Cześć!
Ania, bardzo ale to bardzo mi przykro... nawet nie potrafię sobie wyobrazić co musisz teraz czuć. Ja na Twoim miejscu skupiłabym się na tych badaniach, bo to faktycznie mogą być poronienia nawykowe.
Badałaś się może na to czy masz zespół antyfosfolipidowy? chyba pietrucha teraz w szpitalu miała takie badania właśnie. Czasem dla nosicieli tego zespołu wystarczy zażywanie heparyny w ciąży ( zastrzyki przez całą ciąże i około 6tyg połogu ale warto). Dodatkowo, poszukałabym jakiegoś specjalisty od przepływów macicznych, bo może tam jest coś nie tak...
joaro - trzymam kciuki, oby to tylko testy były fałszywe, byś 9 dnia przyjmowania dupka zobaczyła dwie kreski!
Dziewczyny, piękne macie brzuszki!
A u mnie stał się cud!
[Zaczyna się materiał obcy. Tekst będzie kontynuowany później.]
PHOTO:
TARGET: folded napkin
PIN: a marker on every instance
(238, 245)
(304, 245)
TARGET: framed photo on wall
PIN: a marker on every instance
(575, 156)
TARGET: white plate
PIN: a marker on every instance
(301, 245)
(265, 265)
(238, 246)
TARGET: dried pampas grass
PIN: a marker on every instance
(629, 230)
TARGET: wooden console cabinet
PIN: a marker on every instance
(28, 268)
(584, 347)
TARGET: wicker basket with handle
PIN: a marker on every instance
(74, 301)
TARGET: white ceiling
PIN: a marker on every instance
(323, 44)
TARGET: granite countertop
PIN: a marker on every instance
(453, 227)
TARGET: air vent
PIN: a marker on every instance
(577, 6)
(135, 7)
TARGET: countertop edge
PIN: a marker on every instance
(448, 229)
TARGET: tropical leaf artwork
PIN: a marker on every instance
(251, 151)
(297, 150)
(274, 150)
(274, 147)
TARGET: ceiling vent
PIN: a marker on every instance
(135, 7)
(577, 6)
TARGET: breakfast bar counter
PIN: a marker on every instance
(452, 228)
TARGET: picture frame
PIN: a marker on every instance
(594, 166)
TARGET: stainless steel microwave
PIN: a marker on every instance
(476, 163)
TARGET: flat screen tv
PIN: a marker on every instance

Beta w sobotę 772,3. Jutro śmignę na powtórkę.
To prawdziwy cud! o poprzednią ciąże walczyliśmy 3 lata! skończyło się na ivf a teraz zupełnie samo, naturalnie!
Te forum chyba naprawde czaruje!!
Cieszę się, choć strach trochę paraliżuje...
Powiedzcie mi, na piątek mam wykupione bilety lotnicze, nie długa podróż około 2h - rezygnować czy lecieć? jak myślicie?
Do lekarza postaram się umówić na wtorek albo środę, ale już dziś mi spędza to sen z powiek. Choć wiadomo, na chwilę obecną nic nie jest ważniejsze nic, oprócz rosnącej fasolki.